Las 21.16

Los despojos de camisa que hacían de mecha en el depósito del Ferrari empezaron a arder con una llamita corta y carbonosa. El agente pasó rápidamente a lo largo del otro coche y encendió la segunda mecha. Con un ruido de soldador, el primer depósito se puso de repente a escupir una llama muy tiesa. Lambert se precipitó hacia la parte alta del pueblo, franqueó una especie de portillo y comenzó una desenfrenada carrera a través de un gigantesco salón comunal invadido por las hierbas.
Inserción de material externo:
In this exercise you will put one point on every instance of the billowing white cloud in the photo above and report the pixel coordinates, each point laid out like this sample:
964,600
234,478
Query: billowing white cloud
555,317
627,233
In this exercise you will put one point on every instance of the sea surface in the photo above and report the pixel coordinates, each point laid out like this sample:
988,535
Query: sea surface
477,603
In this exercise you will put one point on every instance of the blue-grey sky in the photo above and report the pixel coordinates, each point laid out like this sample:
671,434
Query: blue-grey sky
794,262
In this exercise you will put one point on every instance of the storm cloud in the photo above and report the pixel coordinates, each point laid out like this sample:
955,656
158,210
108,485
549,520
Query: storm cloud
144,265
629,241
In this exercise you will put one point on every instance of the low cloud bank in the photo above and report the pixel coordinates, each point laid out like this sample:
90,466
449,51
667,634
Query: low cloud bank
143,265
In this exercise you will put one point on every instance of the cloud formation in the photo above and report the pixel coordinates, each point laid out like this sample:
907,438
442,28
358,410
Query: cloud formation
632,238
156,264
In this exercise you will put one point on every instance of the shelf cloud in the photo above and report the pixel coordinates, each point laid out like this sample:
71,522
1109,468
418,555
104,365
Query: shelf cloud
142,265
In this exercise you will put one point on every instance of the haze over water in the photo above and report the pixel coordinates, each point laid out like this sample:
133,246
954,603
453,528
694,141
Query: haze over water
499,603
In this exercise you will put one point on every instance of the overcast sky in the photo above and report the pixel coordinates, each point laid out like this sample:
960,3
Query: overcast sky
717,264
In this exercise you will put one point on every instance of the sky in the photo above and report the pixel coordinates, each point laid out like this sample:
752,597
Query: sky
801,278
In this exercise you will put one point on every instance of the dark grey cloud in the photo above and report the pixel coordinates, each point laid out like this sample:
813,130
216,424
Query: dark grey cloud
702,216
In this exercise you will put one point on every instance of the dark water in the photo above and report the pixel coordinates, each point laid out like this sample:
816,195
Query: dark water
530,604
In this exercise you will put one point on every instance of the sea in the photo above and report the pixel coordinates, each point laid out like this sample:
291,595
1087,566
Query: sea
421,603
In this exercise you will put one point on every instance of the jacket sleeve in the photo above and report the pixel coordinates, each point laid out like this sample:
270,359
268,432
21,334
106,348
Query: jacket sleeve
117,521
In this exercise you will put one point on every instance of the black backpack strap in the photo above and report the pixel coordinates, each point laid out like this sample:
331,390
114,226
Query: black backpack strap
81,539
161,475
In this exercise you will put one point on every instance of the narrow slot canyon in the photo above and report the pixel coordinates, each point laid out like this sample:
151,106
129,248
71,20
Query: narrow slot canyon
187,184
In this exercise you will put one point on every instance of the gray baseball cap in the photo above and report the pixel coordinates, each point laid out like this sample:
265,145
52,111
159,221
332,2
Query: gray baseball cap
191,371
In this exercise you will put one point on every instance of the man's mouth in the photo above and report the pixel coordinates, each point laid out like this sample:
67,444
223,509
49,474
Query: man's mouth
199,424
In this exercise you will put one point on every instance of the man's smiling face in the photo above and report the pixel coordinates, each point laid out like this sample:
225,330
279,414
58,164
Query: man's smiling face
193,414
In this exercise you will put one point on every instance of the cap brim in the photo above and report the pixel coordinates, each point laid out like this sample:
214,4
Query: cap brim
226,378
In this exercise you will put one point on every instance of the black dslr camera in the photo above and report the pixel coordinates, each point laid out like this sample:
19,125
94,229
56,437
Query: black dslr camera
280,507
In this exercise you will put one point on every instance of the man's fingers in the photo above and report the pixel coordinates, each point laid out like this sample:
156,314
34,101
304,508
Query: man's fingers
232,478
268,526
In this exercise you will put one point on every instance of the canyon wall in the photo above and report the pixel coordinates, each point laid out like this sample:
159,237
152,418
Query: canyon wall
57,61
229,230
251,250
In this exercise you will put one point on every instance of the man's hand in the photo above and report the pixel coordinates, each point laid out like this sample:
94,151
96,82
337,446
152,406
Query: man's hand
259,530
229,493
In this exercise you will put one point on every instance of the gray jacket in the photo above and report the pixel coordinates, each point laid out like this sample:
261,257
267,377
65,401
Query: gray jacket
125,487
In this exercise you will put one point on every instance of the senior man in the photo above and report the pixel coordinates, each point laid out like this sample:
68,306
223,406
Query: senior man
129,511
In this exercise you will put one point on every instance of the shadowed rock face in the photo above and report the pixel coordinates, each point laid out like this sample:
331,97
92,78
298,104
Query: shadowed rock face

Tras él, el fuego producía una luz intensa y vacilante a la vez, comparable a la que produce la soldadura eléctrica.

El depósito del DS estaba menos lleno que el del Ferrari y se había quedado abierto en dos ocasiones: cuando Rhino fabricó un cóctel molotov y cuando el agente preparó su incendio. Antes de que la mecha llegara a la gasolina, los vapores detonaron. El costado del coche se abrió como un buñuelo y una rugiente erupción barrió el garaje.

En el interior del Ferrari, cuya parte trasera ardía, los asientos de cuero y el salpicadero de maderas exóticas se prendieron fuego por todas partes al mismo tiempo. El vehículo sufrió varias sacudidas, se arqueó desesperadamente y se rompió, empenachado con llamas. El claxon se puso a aullar por sí solo. Luego, el capó se abrió de repente con un brutal crujido.

Enormes y retorcidas vigas corrían a lo largo de los muros de piedra y adobe, haciendo las veces de puntales. El tiempo las había secado, la carcoma las había perforado y aireado. Las llamas se enroscaron como la hiedra y turbulentas corrieron hacia el techo.

El Ferrari explotó. Una lluvia de vidrios y de chapa roció el viejo cobertizo. El piso ardía. Por todas partes, la paja se había prendido. Un tablón incandescente se separó del muro y cayó sobre los restos del vehículo. El mismo aire parecía arder en el interior del recinto ancho y alto. Justo debajo del tejado, el último maderamen, más lento en inflamarse, porque el aguacero lo había mojado, se ponía rojo con venas de un amarillo vivo. Tejas rotas comenzaban a caer en el cobertizo con ruiditos secos, ahogados por el fragor del incendio.

Unos cincuenta metros más arriba, el agente regresó junto a sus faros, en la planta baja de una ruina al cielo raso. Existía allí —Lambert aún no lo había visto— un caballo de madera, cuya cabeza cortada había sido reemplazada por un cráneo humano. Cuando se percató, estaba en un estado tal que le dio por reírse burlonamente.